The elderly man, still waiting patiently, looks up from the magazine he has been perusing, his faded blue eyes appearing a bit more animated than before. As she meets his gaze, he smiles, and she thinks, he’s probably just one more scientist. Or he could be a government official. People from the government do drop by from time to time without warning. He tosses the magazine onto the coffee table and looks up at Ramona.
“Miss,” he says, “I don’t mean to speak out of turn, but has anyone ever told you what a wonderful quality you possess? Maybe it’s due to the lighting, but I don’t think so. Your skin practically radiates.”
Forty minutes later, the door to human resources opens and Steven Jones walks out alone. Immediately, Ramona notices a change in him, and the plastered smile she’s wearing, meant to welcome an applicant back into the room, feels more false than it has ever felt. His expression is downcast, and his energy matches the energy she herself feels inside. He smiles weakly in her direction as he heads out the door.

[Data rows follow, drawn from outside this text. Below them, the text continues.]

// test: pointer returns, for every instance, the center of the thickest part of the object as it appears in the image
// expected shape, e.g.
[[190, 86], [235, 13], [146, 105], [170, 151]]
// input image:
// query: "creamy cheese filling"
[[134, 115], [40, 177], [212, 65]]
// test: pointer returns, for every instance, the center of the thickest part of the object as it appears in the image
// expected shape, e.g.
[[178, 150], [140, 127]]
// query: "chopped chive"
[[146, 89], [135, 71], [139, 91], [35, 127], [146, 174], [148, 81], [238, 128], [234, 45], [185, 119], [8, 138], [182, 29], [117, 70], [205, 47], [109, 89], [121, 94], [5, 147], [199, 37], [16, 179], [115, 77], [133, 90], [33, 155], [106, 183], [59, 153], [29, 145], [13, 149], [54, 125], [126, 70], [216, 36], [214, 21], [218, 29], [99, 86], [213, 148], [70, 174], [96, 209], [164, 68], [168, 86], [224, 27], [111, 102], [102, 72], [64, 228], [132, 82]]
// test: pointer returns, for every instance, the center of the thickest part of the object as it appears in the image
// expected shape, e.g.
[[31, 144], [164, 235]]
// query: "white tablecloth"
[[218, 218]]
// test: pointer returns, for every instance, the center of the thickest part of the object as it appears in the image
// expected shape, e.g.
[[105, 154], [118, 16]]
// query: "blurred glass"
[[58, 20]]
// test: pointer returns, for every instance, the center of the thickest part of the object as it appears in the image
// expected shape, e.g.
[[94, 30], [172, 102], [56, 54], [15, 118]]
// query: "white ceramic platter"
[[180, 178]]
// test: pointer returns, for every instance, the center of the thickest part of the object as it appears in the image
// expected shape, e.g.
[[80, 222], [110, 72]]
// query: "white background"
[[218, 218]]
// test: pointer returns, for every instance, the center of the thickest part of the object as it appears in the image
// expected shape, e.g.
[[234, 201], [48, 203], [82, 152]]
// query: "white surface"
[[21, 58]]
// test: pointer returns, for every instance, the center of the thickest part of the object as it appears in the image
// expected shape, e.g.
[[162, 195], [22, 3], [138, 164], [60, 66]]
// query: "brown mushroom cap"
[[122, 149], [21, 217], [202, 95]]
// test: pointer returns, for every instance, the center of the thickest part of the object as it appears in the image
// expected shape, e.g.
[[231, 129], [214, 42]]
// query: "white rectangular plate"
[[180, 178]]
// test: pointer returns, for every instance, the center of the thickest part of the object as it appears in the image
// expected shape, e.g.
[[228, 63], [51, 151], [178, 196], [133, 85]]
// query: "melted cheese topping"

She is now alone in the waiting room. The older man is finally gone, escorted into the back offices a few minutes earlier by the president’s secretary. The phone rings and Ramona lets it ring a few more times before answering. “PSR,” she says brightly. “Yes, let me transfer you.” The phones have been light today, and yet she decides to let the next few calls go to voicemail. That way she can give herself over to her own thoughts for a while. Something about Steven Jones’s exit has hit her in a peculiar way. Or maybe it’s something else that’s gnawing at her. Maybe it’s the image of her wardrobe being ripped to shreds and all the violence and hate that went into its demise. And when that creepy old man likened her skin to something close to radioactive—that bothered her, too. It all bothers her. She wonders, not for the first time, if this company that has nothing to do with the Pacific or the Sierras may have contaminated her life in some real way. Is it possible, she considers seriously, for an atmosphere of destruction—even a hypothetical one—to seep into your everyday existence? Whatever the case may be, suddenly Ramona finds herself getting up from the mahogany desk, adjusting her pencil skirt so that the seam in the back is properly aligned, grabbing her purse, and rushing out the door.
Maybe she’ll go back, maybe she won’t, but as she’s driving away in her rattletrap of a car that needs an oil change and so much more, she’s finally thinking clearly now about her ex-boyfriend and all the damage he has done. He once called her “Ramona of the Golden Skin,” and at the time she thought that was one of the most beautiful things anyone had ever said to her. But now she thinks differently. And so she’s headed to the so-called better part of town to get what she’s owed.